Take, for example, just two of the company’s many card lines: those focusing on the work of Frank Lloyd Wright and those from the Sierra Club. The 20 holiday cards in the Frank Lloyd Wright Designs collection – one of several card boxes featuring Wright’s work – come in four designs of abstract colors on an attractive silver background. These designs have a real seasonal connection: they are details adapted from Wright’s 1926-1927 presentation drawing, “December Gifts.” The designs are wholly secular, their shapes vaguely suggestive of holiday trees, ornaments, balloons, or nothing in particular at all – except a spirit of celebration. Each of the cards has the same interior message: a simple “Season’s Greetings.” Or, for something from the real world rather than the mind of a great architect, consider Sierra Club—Nature’s Details, also containing 20 cards in four designs – in this case, exquisite photos of winter scenes that are anything but traditional in the Currier-and-Ives sense. Each scene is a closeup of one of nature’s cold-weather wonders, using a different palette. “Frost on Winter Berries” is primarily green, with bright red berries just above the center. “Frost Rosettes on Creek Ice” is dark, dark blue, with white highlights. “Crab Apples in Snow” is predominantly white, with the red apples peeking through their snowy covering. And “Frosted Red Maple Leaves” is a splash of dark red. Again, every card says “Season’s Greetings” inside, and each reflects the quiet joys of a season that tends to become, for too many of us, frenetic and stressful.
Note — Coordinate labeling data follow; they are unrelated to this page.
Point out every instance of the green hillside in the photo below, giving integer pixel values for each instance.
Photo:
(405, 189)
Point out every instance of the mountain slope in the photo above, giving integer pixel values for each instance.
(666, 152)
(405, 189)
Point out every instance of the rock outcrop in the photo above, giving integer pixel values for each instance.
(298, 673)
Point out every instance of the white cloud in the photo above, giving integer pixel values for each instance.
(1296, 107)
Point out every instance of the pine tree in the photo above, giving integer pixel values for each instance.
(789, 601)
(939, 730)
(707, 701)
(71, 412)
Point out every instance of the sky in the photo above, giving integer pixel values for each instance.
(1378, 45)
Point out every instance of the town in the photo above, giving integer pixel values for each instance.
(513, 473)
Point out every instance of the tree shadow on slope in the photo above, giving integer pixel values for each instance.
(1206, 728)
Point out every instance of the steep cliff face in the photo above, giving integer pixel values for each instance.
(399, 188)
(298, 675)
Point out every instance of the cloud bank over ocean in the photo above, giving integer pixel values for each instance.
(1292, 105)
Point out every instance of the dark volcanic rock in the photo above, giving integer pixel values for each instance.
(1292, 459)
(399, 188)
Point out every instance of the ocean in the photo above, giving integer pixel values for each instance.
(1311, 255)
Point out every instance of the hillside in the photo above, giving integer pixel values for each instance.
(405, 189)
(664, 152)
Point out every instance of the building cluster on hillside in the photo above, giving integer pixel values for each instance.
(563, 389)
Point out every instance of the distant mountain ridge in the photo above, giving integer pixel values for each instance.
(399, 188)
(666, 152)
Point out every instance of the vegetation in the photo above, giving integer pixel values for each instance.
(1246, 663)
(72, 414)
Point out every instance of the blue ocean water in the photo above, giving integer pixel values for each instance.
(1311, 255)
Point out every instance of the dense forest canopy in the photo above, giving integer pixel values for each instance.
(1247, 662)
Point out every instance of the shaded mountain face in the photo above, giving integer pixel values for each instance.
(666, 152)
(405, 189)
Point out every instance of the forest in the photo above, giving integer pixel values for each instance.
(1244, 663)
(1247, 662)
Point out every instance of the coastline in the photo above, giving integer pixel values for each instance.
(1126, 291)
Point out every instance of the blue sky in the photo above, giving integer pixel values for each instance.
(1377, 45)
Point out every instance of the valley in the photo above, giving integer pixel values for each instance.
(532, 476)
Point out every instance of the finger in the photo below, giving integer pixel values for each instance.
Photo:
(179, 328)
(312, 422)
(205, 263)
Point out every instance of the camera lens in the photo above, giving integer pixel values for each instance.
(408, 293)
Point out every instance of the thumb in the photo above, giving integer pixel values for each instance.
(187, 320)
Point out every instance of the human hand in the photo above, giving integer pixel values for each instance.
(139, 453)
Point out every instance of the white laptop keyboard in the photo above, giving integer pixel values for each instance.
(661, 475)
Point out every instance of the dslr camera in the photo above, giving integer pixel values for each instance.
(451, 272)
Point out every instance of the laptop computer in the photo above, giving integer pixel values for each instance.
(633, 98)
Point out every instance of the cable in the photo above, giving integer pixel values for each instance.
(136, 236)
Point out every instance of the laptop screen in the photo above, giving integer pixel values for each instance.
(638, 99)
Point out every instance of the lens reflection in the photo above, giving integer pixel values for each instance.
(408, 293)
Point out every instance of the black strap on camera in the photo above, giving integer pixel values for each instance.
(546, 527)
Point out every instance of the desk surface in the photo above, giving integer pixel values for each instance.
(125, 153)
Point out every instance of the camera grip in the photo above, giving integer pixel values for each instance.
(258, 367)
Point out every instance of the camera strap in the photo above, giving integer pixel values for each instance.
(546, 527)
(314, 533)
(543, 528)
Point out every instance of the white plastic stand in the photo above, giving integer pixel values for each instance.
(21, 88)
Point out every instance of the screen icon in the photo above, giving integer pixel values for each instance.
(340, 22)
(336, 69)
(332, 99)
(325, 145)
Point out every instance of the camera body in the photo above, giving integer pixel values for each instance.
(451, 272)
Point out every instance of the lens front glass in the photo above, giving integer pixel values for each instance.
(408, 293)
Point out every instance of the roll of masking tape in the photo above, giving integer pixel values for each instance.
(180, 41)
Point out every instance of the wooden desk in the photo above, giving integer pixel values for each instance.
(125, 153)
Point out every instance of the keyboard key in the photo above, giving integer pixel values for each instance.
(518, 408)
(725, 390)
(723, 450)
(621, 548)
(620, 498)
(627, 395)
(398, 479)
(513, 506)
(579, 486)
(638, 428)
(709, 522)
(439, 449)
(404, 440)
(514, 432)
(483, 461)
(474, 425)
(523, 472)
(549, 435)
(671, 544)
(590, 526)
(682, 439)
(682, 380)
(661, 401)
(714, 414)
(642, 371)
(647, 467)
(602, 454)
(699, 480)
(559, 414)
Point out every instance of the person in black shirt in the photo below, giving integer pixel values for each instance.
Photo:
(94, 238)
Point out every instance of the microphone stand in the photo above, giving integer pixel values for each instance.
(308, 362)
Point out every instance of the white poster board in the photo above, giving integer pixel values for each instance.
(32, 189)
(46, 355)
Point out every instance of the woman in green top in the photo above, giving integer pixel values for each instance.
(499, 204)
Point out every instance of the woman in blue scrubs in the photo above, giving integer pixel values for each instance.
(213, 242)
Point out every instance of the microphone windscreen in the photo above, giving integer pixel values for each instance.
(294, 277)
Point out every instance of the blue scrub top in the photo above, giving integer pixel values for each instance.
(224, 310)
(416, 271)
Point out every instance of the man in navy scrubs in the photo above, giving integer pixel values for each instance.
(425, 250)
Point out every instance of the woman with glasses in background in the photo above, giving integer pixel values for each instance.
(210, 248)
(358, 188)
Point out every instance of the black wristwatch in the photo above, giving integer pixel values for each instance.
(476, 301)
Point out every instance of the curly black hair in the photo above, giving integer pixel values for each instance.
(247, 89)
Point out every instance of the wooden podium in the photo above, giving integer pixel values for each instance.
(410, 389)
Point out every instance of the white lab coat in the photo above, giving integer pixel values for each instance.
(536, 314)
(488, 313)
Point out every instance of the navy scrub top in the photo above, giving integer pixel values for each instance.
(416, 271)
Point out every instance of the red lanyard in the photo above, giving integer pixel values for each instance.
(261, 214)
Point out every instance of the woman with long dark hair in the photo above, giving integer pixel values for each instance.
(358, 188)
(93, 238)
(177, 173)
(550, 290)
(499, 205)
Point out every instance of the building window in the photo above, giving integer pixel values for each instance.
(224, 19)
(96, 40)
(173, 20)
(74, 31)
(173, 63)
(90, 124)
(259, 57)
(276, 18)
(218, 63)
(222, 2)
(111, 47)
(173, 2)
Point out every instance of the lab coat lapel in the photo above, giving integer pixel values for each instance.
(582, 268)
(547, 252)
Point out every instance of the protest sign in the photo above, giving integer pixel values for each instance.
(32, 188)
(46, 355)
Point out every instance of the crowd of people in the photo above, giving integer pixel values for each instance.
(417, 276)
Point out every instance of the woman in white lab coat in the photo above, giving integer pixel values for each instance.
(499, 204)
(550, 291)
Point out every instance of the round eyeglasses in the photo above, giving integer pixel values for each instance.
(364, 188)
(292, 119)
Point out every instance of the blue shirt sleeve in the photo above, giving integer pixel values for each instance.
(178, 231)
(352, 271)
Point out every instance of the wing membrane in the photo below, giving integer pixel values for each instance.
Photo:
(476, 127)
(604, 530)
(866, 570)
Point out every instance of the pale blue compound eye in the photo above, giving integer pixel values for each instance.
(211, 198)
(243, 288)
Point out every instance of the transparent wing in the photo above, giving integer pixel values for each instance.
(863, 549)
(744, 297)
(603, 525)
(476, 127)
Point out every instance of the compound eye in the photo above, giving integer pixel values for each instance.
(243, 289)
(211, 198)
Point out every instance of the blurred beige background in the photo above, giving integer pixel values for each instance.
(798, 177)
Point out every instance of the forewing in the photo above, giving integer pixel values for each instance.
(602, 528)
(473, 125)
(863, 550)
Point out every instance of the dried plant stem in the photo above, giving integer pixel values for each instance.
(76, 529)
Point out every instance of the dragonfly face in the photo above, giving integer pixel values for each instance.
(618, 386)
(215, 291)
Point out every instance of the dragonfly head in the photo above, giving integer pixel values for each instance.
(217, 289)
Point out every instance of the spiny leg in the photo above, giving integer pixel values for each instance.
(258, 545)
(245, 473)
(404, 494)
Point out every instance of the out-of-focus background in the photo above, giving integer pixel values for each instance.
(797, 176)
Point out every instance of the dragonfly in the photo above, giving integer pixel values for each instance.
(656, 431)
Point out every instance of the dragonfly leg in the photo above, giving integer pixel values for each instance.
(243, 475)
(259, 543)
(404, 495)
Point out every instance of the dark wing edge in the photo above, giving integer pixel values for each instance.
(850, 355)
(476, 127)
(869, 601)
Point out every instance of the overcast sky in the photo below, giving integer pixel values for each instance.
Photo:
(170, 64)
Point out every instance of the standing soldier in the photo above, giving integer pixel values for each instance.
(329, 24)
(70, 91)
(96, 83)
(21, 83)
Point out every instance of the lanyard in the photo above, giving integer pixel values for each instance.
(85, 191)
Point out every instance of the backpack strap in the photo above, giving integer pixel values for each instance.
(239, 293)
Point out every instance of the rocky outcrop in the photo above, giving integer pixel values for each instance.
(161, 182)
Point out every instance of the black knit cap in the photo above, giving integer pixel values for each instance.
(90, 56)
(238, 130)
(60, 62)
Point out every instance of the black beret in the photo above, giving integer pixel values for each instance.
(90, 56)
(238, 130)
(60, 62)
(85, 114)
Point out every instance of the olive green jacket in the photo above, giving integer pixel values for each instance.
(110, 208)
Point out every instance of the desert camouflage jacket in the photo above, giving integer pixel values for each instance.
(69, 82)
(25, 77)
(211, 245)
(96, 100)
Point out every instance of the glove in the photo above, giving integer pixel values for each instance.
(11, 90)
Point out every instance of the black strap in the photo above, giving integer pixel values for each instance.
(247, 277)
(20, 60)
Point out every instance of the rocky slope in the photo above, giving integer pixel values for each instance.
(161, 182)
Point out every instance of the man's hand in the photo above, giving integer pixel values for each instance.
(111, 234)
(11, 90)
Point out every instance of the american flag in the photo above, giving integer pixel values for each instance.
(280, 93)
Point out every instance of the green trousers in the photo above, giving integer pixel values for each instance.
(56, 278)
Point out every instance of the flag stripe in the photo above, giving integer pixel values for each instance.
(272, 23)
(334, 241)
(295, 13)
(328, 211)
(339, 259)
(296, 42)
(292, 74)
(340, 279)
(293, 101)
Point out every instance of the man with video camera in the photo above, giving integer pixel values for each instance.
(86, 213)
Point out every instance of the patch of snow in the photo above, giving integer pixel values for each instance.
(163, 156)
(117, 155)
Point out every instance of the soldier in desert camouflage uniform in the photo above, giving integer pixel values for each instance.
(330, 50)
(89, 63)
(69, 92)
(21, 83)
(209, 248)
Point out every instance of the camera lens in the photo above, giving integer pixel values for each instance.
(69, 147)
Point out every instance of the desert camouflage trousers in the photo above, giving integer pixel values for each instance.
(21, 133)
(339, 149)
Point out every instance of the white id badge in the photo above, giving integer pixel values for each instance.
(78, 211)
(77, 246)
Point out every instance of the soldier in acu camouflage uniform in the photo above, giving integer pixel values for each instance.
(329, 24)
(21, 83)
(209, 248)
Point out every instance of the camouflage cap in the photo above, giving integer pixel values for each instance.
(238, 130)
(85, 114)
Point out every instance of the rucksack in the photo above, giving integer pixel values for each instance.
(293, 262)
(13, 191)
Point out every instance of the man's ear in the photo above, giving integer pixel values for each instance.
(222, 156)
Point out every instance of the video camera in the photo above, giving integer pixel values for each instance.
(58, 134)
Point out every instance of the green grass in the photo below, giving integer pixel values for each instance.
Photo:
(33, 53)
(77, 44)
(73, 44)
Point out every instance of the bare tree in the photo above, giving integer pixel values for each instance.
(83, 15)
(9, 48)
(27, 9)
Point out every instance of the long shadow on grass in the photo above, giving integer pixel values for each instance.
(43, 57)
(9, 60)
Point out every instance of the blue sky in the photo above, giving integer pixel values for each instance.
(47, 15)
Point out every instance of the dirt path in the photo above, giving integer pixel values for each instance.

This is not to say that Pomegranate’s Wright and Sierra Club offerings are only for this time of year. There are any-time-of-year cards with similar designs as well – attractive enough to give as gifts or to use yourself throughout the year. One example is a pack of 10 small Frank Lloyd Wright thank-you cards, each bearing a dark red design on the front that is adapted from a decorative grille designed in 1895 for one of Wright’s first commissions. The words “Thank You” appear under the design, with the inside of the cards blank so you can include a brief note about what you are thankful for. Or, for even more general use, consider the beautifully embossed Sierra Club Wildflowers notecards: a dozen of them, four each of three stylized floral designs, every card highly elegant – and all of them blank inside, for any personal message you may want to send, at any time of year. One caution: the Wildflowers cards are square – one thing that makes their design unusually attractive – and that means they require additional postage (currently 58 cents rather than 41). For this sort of beauty, it seems a small price to pay.
Pomegranate even does some intriguing things with playing cards. The company offers many dozen “Knowledge Card” decks, each focusing on a particular subject, asking questions on the front of each card and giving the answers (in brief and entertainingly written form) on the back. A single example: the What Did They Do? deck celebrates the extraordinary accomplishments of people whose deeds are far better known than their names. This deck’s subtitle, in fact, is “Big Accomplishments of Not-So-Well-Known People.” The compilation, by Steve Pastis, gives you the names of inventors, discoverers and other notable people whose lives retain more interest than their identities. It is both fun and informative to find out – among many other things – who invented the potato chip, who was the first woman to climb Mt. Everest, and who did the first drive across the continental United States (at a time when the country had only 50 miles of paved roads). This and the other “Knowledge Card” decks make wonderful stocking stuffers at this time of year – but they also make great gifts, for others or yourself, anytime. You’ll enjoy them – it’s in the cards.